Famed statistician John Tukey created the boxplot in 1970. It shows a distribution summary in a small amount of space. Hadley Wickham and Lisa Stryjewski look back on the old standby and its evolution up to present. Keep it in mind, while still used today, the boxplot was created with pencil and paper.
One of the original constraints on the boxplot was that it was designed to be computed and drawn by hand. As every statistician now has a computer on their desk, this constraint can be relaxed, allowing variations of the boxplot that are substantially more complex. These variations attempt to display more information about the distribution, maintaing the compact size of the boxplot, but bringing in the richer distributional summary of the histogram or density plot. These plots can overcome problems in the original such as the failure to display multi-modality, or the excessive number of “outliers” when n is large.
Alright, computers are useful. I guess.
I’ve been using beanplots a lot lately. 99% of the graphs I draw are distributional visualizations, and beanplots are particularly good for comparing multiple pairs of distributions (e.g., diversity in two classes of sites by region).
Thanks for sharing this article!
Hey Raphael!
Could you tell me what the outer edges of bean plots imply and why they are of such varying shapes.
John Tukey deserves enormous credit for his energetic and enthusiastic advocacy of box plots (and, naturally, much, much else in statistical graphics, statistical science, and science, generally).
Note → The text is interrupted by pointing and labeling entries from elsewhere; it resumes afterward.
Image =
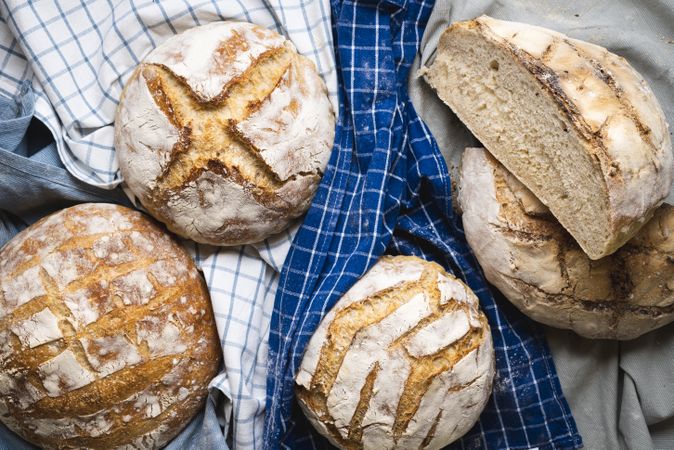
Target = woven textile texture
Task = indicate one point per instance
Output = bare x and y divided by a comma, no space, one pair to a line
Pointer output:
77,56
387,188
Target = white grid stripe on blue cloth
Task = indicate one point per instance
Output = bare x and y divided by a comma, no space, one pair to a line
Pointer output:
78,56
387,188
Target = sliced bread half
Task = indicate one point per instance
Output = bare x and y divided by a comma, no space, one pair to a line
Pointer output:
573,122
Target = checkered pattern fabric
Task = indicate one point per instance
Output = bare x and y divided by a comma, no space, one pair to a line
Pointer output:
387,187
78,56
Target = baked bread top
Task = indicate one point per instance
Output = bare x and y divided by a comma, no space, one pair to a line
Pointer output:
536,264
403,360
107,337
223,133
576,124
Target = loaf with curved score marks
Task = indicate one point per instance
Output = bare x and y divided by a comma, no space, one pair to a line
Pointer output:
107,337
404,360
539,267
223,133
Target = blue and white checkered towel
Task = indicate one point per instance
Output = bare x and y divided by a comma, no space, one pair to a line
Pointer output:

But the claim that he invented the box plot, although passed on from course to course and text to text as an invariable meme, is at best a half-truth. Re-invention, very likely.
Box plots were used in climatology and geography from at least 1933, usually under the dull name “dispersion diagram”. later Mary Ellen Spear included them in 1952 as “range bars” in a text on graphics, as this paper acknowledges. Such diagrams showed median, quartiles and extremes, and often _more_ detail about other data points than many box plots do at present. (That box plots often leave out too much is a frequent discovery.)
The name “box plot” is, so far as I can gather, 100% Tukey, as are his rules on when to show individual data points beyond the “whiskers”.
Should be: Mary Eleanor Spear. Also, according to a report by John Bibby, A.L. Bowley was using box plots in his lectures about 1897.